Regular readers may have noticed that my race have been getting longer, and as a consequence, also getting later. So for the next few races, I want to try something different. On Sunday night, I will be posting my initial thoughts and reactions in bullet point form. Later in the week – late Monday or early Tuesday – I will be posting a full, in-depth race report, trying to cover as much as possible. The initial thoughts will be for MotoMatters.com subscribers, the full race report will be for all readers. Send me your thoughts on this change to firstname.lastname@example.org.
The winner of this race has not been in doubt since FP1. Marc Márquez had half a second on the rest of the field in practice, and that translated almost directly to the race. He built a lead of 6 seconds in 8 laps. Nobody was going to catch him here.
Márquez takes over the lead of the championship, and we're heading to Austin. Márquez has never been beaten in a MotoGP race on US soil. History says he will return to Europe with a bigger lead than he has now. That puts him in good shape to kick off the championship.

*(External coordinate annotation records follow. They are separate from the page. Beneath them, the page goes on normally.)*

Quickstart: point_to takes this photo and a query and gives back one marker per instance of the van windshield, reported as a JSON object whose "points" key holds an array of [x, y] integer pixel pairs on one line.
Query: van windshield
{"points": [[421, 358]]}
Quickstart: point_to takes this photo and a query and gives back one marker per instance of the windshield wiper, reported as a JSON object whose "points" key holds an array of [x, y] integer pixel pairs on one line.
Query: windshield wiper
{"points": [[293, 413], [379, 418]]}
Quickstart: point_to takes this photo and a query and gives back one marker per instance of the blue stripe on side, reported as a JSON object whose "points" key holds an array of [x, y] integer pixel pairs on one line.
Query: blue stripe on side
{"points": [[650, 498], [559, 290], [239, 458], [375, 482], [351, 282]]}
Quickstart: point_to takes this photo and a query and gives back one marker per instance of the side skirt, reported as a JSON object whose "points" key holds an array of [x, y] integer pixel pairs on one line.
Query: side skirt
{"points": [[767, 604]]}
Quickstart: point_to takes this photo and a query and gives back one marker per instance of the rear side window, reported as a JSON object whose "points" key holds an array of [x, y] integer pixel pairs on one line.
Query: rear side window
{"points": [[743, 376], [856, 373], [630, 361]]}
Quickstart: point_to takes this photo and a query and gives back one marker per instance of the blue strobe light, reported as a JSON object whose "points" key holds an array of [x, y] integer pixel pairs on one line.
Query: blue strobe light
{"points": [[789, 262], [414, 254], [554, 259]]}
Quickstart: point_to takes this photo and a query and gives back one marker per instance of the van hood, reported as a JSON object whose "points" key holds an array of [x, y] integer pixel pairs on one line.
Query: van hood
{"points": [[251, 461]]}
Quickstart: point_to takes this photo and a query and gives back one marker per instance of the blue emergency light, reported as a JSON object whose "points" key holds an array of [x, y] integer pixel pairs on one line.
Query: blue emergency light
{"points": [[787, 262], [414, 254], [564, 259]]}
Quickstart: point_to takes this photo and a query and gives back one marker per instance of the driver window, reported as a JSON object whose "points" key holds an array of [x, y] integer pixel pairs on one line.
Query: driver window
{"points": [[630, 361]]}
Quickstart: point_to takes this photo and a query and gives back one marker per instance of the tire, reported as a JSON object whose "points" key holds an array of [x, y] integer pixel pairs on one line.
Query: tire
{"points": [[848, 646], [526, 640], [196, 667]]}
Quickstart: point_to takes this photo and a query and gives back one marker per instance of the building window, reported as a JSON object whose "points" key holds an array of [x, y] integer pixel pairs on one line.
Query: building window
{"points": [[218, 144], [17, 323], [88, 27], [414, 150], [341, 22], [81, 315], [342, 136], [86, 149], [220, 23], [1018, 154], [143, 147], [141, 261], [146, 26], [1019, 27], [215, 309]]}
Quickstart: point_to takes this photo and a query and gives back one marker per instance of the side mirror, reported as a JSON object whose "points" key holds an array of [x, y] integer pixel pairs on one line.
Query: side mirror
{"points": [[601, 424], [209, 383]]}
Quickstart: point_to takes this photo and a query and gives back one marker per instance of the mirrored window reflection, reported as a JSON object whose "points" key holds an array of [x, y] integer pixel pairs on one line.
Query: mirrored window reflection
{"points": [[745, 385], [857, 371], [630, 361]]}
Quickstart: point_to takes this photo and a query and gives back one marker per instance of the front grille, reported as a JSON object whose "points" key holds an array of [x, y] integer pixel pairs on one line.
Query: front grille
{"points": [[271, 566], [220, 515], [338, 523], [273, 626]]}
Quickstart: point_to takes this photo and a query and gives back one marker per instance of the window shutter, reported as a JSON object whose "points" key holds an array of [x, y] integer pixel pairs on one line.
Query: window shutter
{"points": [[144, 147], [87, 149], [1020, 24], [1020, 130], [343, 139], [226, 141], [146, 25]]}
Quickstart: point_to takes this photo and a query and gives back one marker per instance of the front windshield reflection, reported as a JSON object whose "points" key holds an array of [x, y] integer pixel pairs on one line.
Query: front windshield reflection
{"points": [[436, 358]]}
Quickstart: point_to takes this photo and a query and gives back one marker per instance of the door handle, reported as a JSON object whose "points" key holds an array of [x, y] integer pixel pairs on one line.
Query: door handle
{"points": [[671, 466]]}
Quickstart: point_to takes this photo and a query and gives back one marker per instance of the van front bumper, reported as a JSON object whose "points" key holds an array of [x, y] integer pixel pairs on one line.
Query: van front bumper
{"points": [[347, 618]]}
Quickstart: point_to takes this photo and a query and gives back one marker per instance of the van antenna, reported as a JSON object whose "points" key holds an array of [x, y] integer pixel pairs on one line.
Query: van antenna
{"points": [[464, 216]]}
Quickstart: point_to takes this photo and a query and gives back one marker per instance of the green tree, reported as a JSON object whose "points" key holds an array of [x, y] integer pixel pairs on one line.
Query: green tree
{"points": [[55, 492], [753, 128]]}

If the victor was a foregone conclusion, the battle behind him was superb. For most of the race, there were between five and eight riders in contention for the podium. There are lots of ways to go fast around the Termas De Rio Hondo circuit, and the battle for second epitomized that. At places like Turn 7, Turn 13, you could see the variety of lines, all of which worked. It's a great track, which doesn't get used enough.
How close was the field? All six manufactures finished in the top ten, though there was an element of luck involved. If Franco Morbidelli doesn't take out Maverick Viñales – a race incident, as Viñales characterized it, no malice intended – then it would be six manufacturers in the top twelve. And from Valentino Rossi in second to Pol Espargaro in tenth, there were less than 16 seconds. That is a tight field.
Valentino Rossi demonstrated the value of a solid qualifying position. After an outstanding race at Qatar, ruined by the fact he had to start from fourteenth, starting from the second row put him in a much better position to get back on the podium for the first time the Sachsenring last year. "It was crucial," Rossi said in the press conference. "The qualifying is always very difficult because really everybody are able to squeeze the tire and the bike 120% for one lap. If you do 110%, you are in the third row. So starting from the second row is a lot better, but also because I arrive ready. I arrive ready to the qualifying because I have already good pace."